Nei cosiddetti paesi pigs del sud Europa, sono nate esperienze politiche che si sono poste in rottura con le politiche di austerità e come interfaccia politica alle esperienze dei movimenti contro la crisi. E' noto a tutti il caso di Syriza in Grecia, ma anche in Spagna Izquierda Unida rappresenta oggi una alternativa sia al Partito Socialista sia al Partito Popolare al governo, così come in Portogallo Bloque de Esquerda è alternativo sia al centro destra che al Partito Socialista ed anche a quello comunista portoghese. In Italia la scena politica è priva di esperienze di questo tipo. Cosi' come, ad onor del vero, sebbene il mese di novembre ci abbia consegnato una effervescenza sociale nuova, non possiamo parlare di un vero e proprio movimento contro le politiche di rigore, ma al massimo di una grande mobilitazione degli studenti medi.

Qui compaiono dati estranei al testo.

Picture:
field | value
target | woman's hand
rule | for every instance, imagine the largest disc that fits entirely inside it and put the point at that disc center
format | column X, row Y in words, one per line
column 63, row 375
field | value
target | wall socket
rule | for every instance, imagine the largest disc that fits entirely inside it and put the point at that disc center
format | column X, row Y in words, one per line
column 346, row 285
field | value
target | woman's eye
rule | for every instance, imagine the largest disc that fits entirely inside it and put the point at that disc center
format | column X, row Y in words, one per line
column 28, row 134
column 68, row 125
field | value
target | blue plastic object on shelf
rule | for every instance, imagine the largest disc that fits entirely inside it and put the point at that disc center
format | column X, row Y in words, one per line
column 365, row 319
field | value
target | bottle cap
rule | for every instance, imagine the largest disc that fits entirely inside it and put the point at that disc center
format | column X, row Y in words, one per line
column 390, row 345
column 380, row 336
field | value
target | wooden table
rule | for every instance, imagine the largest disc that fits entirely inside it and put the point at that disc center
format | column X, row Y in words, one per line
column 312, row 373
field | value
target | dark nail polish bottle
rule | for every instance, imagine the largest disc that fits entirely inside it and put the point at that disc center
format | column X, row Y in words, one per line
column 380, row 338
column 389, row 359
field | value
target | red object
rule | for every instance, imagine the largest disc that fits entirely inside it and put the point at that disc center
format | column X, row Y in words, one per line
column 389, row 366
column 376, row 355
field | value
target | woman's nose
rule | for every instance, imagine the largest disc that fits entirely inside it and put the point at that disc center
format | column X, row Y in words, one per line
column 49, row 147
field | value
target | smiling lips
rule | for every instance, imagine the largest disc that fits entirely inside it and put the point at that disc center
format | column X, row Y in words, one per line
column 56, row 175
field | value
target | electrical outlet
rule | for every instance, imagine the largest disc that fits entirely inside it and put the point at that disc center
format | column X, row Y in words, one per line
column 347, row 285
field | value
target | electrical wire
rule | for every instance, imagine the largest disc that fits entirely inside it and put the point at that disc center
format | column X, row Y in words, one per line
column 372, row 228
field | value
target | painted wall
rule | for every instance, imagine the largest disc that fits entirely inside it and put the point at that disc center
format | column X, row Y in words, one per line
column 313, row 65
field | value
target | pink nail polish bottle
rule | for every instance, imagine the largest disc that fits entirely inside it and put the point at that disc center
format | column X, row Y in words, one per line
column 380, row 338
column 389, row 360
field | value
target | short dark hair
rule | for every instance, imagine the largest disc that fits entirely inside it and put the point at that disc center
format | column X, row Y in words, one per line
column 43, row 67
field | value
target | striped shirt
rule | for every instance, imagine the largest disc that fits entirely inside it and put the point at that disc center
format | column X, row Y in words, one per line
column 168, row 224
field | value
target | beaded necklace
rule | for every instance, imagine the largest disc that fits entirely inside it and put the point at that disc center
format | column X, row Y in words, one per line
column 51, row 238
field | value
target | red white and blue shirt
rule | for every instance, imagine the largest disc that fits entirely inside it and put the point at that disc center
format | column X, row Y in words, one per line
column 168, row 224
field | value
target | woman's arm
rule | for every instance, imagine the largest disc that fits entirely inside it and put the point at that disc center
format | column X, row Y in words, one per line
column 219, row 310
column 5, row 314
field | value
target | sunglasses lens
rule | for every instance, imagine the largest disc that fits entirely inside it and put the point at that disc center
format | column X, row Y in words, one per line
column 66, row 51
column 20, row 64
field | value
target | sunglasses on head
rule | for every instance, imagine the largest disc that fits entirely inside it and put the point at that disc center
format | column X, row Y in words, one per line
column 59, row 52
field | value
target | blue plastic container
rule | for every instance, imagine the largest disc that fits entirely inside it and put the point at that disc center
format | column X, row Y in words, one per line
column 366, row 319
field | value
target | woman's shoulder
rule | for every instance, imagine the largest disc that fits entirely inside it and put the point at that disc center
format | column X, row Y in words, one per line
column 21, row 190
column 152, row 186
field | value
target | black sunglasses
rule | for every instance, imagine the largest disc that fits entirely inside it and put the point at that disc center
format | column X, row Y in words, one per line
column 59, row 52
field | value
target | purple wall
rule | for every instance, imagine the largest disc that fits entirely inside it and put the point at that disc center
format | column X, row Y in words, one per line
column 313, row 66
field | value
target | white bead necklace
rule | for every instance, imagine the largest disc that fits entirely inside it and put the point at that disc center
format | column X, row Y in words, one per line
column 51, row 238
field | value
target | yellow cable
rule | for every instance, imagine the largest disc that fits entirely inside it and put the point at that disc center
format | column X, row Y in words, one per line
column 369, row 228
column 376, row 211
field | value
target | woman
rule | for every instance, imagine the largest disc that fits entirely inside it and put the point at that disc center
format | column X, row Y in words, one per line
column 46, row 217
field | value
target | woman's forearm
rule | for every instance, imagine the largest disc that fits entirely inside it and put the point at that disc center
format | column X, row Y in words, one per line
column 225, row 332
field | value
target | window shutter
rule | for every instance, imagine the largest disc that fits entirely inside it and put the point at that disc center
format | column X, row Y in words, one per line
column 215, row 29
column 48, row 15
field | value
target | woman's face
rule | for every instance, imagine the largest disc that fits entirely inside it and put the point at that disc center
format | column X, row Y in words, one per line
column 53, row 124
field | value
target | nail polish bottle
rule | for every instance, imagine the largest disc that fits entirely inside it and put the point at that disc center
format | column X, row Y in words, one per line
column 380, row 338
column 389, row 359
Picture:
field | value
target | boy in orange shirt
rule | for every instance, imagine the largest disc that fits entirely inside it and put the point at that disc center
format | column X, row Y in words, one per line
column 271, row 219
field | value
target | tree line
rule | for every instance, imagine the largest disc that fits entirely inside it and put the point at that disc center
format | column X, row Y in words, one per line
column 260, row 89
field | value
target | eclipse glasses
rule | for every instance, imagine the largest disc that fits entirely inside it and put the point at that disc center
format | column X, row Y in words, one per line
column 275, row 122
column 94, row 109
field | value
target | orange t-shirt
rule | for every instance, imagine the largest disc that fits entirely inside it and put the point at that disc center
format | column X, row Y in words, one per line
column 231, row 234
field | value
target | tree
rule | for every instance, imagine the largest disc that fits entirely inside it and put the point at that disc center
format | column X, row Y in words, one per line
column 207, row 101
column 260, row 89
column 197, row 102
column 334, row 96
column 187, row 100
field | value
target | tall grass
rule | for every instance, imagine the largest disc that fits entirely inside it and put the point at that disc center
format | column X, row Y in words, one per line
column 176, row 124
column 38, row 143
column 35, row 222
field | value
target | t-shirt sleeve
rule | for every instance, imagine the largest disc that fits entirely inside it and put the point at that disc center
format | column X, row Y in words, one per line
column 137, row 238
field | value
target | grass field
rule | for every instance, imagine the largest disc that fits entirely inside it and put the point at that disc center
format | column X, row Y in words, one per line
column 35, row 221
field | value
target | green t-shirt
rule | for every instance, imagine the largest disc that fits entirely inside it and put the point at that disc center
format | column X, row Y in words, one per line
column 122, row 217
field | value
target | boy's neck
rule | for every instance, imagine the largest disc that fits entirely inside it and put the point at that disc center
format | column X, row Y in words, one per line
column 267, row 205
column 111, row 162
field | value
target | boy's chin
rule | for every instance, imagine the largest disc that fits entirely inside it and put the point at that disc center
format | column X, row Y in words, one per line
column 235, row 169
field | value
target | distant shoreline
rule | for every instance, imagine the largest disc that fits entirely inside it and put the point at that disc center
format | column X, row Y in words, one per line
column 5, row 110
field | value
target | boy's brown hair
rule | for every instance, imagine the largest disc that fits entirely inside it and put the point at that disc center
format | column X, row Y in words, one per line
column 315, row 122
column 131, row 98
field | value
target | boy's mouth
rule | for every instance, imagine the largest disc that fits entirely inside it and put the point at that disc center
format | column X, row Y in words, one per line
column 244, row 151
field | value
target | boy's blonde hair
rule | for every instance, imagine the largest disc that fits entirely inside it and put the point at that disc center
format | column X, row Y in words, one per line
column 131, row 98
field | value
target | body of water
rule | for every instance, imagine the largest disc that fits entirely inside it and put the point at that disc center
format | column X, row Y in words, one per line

Ma resta il dato della mancanza di una alternativa politica vera e strutturale. Sabato1 dicembre al Teatro Vittorie di Roma, il cartello "Cambiare si può" ed "Alba" hanno tirato la volata alla presentazione del Movimento Arancione di Luigi de Magistris che sarà in campo alle prossime elezioni politiche di primavera. Una forza politica che viene dai territori e che dentro contiene sia volti vecchi e noti di una sinistra orfana del parlamento da cinque lunghissimi anni ma anche diverse esperienze nuove. Di certo l'apparizione del movimento arancione resta un dato politico nuovo. Interessante per chi pensa ad una alternativa a Monti ed alle politiche di austerity che possa somigliare al modello Syriza.
Luigi de Magistris non ha però ancora sciolto il nodo delle alleanze. Parla di discontinuità con il montismo, ed in effetti è stata una delle poche voci istituzionali contro il governo in questi mesi arrivando anche a disertare il vertice italo-tedesco di Napoli presenziato dal Ministro Elsa Fornero in segno di protesta politica. Allo stesso modo mantiene aperta la porta al dialogo con il duo Bersani-Vendola. Lo stesso Luigi de Magistris poco meno di sei mesi fa dichiarava che "non sarebbe mai salito su un palco con chi ha sostenuto il governo Monti".
Ebbene ora è il momento della verità, della scommessa possibile, ovvero quella di poter essere alternativi al Pd senza se e senza ma e di provare ad inserirsi nella stessa scia che sta caratterizzando lo scenario sud europeo di questo ultimo anno. Solo Luigi de Magistris può essere l'interprete di questa opzione. Nelle sue mani c'è la sola alternativa al montismo ed alla pericolosa demagogia populista di un "Grillo qualunque". Sbagliare la scelta delle alleanze per gli arancioni significherebbe consegnare il paese ad altri cinque anni di continuità con il montismo senza nessuna interfaccia possibile per il solo ed unico possibile motore del cambiamento: i movimenti sociali.